Or, Why Do Scientists So Often Sound Like Crackpots in So-called Science News Stories?
Many have expressed some doubt about evolution, global warming and some other theories generally held high regard by an astonishingly high proportion of the specialty scientists who are actually researching those particular questions. Skepticism is always good and majority vote is not necessarily the best way to determine the veracity of anything.
Specifically, some have invoked sort of a “sniff and lump” test and questioned the current state of those theories on the grounds they don’t sound quite right. Fair enough. Some seem almost counterintuitive.
However, has any doubter stopped to think that perhaps the problem is not the cumulative corroborative data assembled on each of those topics which is quite significant, but how the journalists they happen to be reading “report” them?
Remember, reporters, even those who write primarily for popular science type publications or news programs, for some reason feel it is important to make everything they write attention grabbing, dramatic or at least sound interesting to the lay public. That leads often to a focus on the most speculative aspects of a theory which can’t help but diminish the credibility of the entirety.

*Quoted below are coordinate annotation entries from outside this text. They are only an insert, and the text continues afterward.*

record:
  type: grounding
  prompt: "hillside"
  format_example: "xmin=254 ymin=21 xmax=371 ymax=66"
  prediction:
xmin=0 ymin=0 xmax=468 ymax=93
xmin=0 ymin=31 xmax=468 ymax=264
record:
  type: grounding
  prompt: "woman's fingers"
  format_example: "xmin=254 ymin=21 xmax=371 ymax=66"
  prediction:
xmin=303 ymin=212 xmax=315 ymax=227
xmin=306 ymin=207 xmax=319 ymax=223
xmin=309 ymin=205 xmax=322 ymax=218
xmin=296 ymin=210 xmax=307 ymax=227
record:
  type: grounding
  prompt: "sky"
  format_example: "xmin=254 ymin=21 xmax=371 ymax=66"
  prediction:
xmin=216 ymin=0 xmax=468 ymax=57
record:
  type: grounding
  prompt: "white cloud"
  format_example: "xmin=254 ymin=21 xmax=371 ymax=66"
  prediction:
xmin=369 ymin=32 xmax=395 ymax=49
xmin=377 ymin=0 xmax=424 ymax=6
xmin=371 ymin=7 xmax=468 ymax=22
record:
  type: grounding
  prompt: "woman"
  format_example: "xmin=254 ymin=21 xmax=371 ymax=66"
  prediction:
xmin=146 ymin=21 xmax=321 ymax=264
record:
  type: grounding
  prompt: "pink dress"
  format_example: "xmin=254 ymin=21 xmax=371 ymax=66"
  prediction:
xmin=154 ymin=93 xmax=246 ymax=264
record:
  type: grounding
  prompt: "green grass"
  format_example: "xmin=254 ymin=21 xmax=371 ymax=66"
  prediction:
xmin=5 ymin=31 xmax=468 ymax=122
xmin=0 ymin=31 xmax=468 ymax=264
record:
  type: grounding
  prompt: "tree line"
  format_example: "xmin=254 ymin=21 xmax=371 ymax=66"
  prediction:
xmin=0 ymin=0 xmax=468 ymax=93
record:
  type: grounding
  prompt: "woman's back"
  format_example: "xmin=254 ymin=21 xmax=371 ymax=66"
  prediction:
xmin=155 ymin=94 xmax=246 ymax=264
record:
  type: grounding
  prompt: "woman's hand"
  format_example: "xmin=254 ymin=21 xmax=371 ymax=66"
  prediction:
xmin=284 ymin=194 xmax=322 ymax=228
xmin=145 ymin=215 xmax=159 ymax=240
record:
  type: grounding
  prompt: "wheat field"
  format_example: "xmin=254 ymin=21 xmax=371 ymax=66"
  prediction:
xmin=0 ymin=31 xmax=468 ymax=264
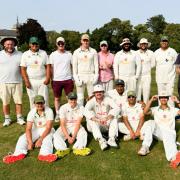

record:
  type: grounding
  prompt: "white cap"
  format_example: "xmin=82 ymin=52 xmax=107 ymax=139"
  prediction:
xmin=56 ymin=37 xmax=65 ymax=43
xmin=93 ymin=84 xmax=104 ymax=92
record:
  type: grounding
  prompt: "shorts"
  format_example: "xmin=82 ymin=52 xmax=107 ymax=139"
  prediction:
xmin=52 ymin=79 xmax=74 ymax=97
xmin=0 ymin=83 xmax=23 ymax=106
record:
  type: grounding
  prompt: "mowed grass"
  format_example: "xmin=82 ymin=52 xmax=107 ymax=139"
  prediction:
xmin=0 ymin=68 xmax=180 ymax=180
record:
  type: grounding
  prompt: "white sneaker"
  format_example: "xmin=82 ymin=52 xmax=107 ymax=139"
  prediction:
xmin=123 ymin=134 xmax=131 ymax=141
xmin=3 ymin=118 xmax=11 ymax=127
xmin=108 ymin=138 xmax=117 ymax=148
xmin=138 ymin=146 xmax=150 ymax=156
xmin=17 ymin=117 xmax=26 ymax=126
xmin=99 ymin=138 xmax=108 ymax=151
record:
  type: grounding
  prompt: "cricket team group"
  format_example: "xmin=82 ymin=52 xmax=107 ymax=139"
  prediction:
xmin=0 ymin=34 xmax=180 ymax=168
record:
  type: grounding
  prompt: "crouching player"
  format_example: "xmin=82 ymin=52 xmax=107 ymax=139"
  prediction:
xmin=3 ymin=95 xmax=57 ymax=164
xmin=54 ymin=92 xmax=91 ymax=157
xmin=118 ymin=91 xmax=144 ymax=141
xmin=85 ymin=84 xmax=120 ymax=150
xmin=138 ymin=92 xmax=180 ymax=168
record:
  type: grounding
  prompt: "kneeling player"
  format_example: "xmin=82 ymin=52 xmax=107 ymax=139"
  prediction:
xmin=3 ymin=95 xmax=57 ymax=164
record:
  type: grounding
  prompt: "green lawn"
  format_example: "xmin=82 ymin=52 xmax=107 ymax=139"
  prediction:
xmin=0 ymin=68 xmax=180 ymax=180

Reporters also favor controversies to spice things up and feel compelled to have “balance,” i.e. someone saying the exact opposite, no matter how provably dysfunctional the naysayer happens to be. This is akin to requiring someone be located who will claim the sun might rise in the west every time a scientist discusses the illusion of it “rising” in the east each morning. Often times, there not even a weighting given to the competing credentials on each side. Any “scientist” will do so long as he or she manages to says something different or provocative and not necessarily in a good sense.
Worse, reporters often try to encapsulate the entire subject reducing all its complexities to headline length or a sound bite which usually means it must be wrong in at least major part. How many science stories you have read exceeded three pages or three minutes unless there were lots of photos to go with it?
Worse yet, reporters tend to leave out almost all the qualifiers, if’s, and’s and but’s out of the resulting articles. Consequently, if any portion of a theory, no matter how minuscule, is shown to be inaccurate later, the initial thesis and everything and everyone related to it is rendered suspect or even ridiculed by the public who recall the early reports despite the fact that that is precisely how the scientific method is supposed to work.
If there is ever a fact found not to fit, a true scientist, unlike a reporter, modifies the theory rather than the facts and continues gathering facts. The classic example is the “missing link.” How can man have descended from ape-like creatures if there are no intermediate fossils showing a progression? Good point, but we seem to keep finding the intermediate fossils that when assembled and compared side by side appear to show just such an incremental progression even to uneducated eyes. Devoted creation theorists tend to focus that there are still some gaps left, albeit ever narrowing ones. Genuine anthropological palaeontologists in contrast would abandon the entire theory of evolution if genuinely inconsistent facts are discovered, but that does not seem to be happening.
As a result, perhaps doubters should reconsider their source material on the theories they have been reading about as opposed to the theories themselves.
Granted, the lack of understanding by non-specialists is at least in large part attributable to scientists who cannot seem to communicate clearly, but shouldn’t stricter standards of accuracy be imposed on journalists? If journalists want to be viewed as true professionals, perhaps they should reform their trade to act more like a true profession, one with enforceable standards of investigation and communication. That probably will not happen. Nevertheless, at least cut the working scientists some slack.
Besides, I suspect the intuition some seem to trust so much works best on those things our ancestral DNA and survival experience have taught us about interacting with people and our immediate environment, rather than the big picture things. After all, the earth looks flat until you get high enough.